Lana raises her glass, takes her shot and then leaves. "Keep me updated kid." And once again I'm left with my thoughts. I get up from the bar and head upstairs. A few flights and then I'm back to the top. Before I enter the hall, I look to where I killed Kendrick. I stop for a second and just think if this is the life I want. He did give me the option to relocate me. I shake my head and open the door.

Through the empty halls I bob my head back and forth with a rhythm only I could hear. I open another door that takes me right to the center of our lounge area. Where we talk about our meetings and all.

OH fuck.. I keep saying we. Camilla make up a decision already!

My thoughts get disturbed by Justin looking at me for a glance and then heading to his room. I see Alicia follow him so I follow as well. I need my answers but this bitch wasn't getting it. As soon as she opens the door I go in and push her causing her to fall and I slam the door and lock it. Justin looks at me shocked and I grab his hand to take him to the couch. He sits on one end and I sit on the other.

He looked exhausted and I knew I was partial to blame. I had been a lot. "I'm sorry." I said and he gets up and places his lips on me. He picks me up and our lips move in sync. I start smiling and he bites my lip. He sits on the couch and lays me down next to him. I adjust myself so that my head is on his lap.

"Is this just a game?" I ask him.

He takes a huge sigh and says," It's not a game, but I definitely can't say what I want." I felt slightly hurt but take the time to listen to him.

"Do you still have feelings for her?" I bluntly ask.

He starts rubbing circles on my shoulder and says,"No, not at all."

"Then What is it?" I ask.

"How do I know if you're going to leave? Are you gonna join the crew? Ya know this is serious to me and if you're with me, you're with me. This is it." He says seriously.

"Justin I can't give you that answer yet.." I say and I knew it annoyed him. The thing was I just saw a vulnerable part of him. He was scared. Scared of me hurting him. I sat up and look at him.

"Okay." I say and he gets mad. "You need to decide because I'm done." He says.

"Justin I said okay." Except he didn't hear it fully because he was rambling.

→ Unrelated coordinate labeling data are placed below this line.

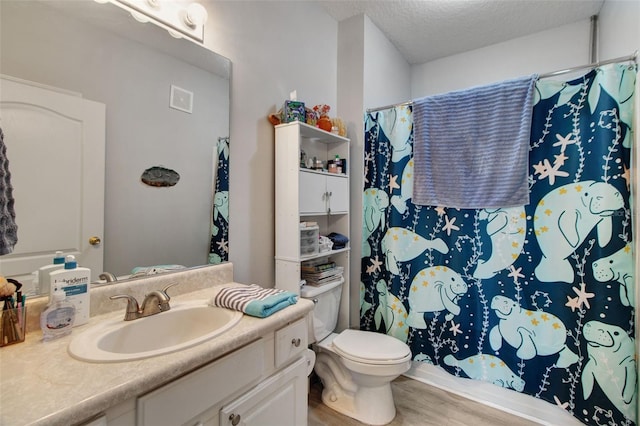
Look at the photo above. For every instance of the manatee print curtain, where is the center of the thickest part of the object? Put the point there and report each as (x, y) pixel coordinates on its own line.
(219, 249)
(538, 299)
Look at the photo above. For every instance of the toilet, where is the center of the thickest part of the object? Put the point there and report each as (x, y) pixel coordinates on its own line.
(356, 367)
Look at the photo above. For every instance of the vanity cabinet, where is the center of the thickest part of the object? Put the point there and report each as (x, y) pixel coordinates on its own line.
(309, 195)
(262, 383)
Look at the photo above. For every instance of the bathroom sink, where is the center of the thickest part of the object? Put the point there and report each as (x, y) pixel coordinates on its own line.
(185, 325)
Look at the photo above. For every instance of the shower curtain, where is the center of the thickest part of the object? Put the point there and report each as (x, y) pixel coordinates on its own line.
(538, 299)
(219, 248)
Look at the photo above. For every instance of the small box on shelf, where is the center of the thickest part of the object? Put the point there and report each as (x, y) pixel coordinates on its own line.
(309, 240)
(294, 111)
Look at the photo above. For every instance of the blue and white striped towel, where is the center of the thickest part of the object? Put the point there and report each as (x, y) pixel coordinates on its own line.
(254, 300)
(471, 147)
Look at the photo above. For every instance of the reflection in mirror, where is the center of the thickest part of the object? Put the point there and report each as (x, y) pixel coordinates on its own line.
(98, 53)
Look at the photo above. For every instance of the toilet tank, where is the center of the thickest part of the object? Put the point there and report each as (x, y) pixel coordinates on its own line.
(326, 299)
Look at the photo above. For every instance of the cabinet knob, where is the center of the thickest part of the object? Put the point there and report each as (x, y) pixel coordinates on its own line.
(234, 419)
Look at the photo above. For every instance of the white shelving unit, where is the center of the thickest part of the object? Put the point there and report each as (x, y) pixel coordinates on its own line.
(306, 195)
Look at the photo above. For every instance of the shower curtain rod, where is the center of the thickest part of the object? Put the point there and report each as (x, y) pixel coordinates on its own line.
(633, 57)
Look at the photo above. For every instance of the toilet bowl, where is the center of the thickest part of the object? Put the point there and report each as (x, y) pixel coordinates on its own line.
(356, 367)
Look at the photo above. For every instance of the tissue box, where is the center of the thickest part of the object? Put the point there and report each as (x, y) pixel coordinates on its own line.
(293, 111)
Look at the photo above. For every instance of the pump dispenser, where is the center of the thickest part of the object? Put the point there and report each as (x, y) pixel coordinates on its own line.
(56, 321)
(74, 281)
(44, 273)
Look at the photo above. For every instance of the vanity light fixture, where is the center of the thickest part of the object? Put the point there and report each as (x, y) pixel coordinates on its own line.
(181, 18)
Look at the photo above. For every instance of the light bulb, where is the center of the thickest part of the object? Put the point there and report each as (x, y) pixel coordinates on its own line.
(196, 15)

"Ya know I told you about my family and Alicia means nothing to me I just —."

"Justin.. I said okay." And this time he hears me.

He smiles but it fades quickly. "You can't just come and go. If you're in, you're in. Initiation and everything."

"As long as your my Clyde then I'll be your Bonnie." And before I could say anything else he kisses me hard and or heads move side by side. The love I had for him would get to me but I definitely wouldn't tell him yet. I didn't want to end up like Alicia. Meaning I'd be his ex.

"Then you're mine." He says pulling away. "You're my bitch." I Then laugh and shake my head no. And that was the first time I had seen Justin fully smile. Fully laugh in fact. It was the most adorable thing ever.

I had no idea what I was going to get myself into but I just knew I wanted Justin. There was no doubt about it. So most definitely it would come to bite me in the ass eventually but for now I was happy. Justin was mine and he is mine. I will enjoy the moments that I feel happy because I knew, oh I knew it wouldn't last forever. In this time right now though was forever.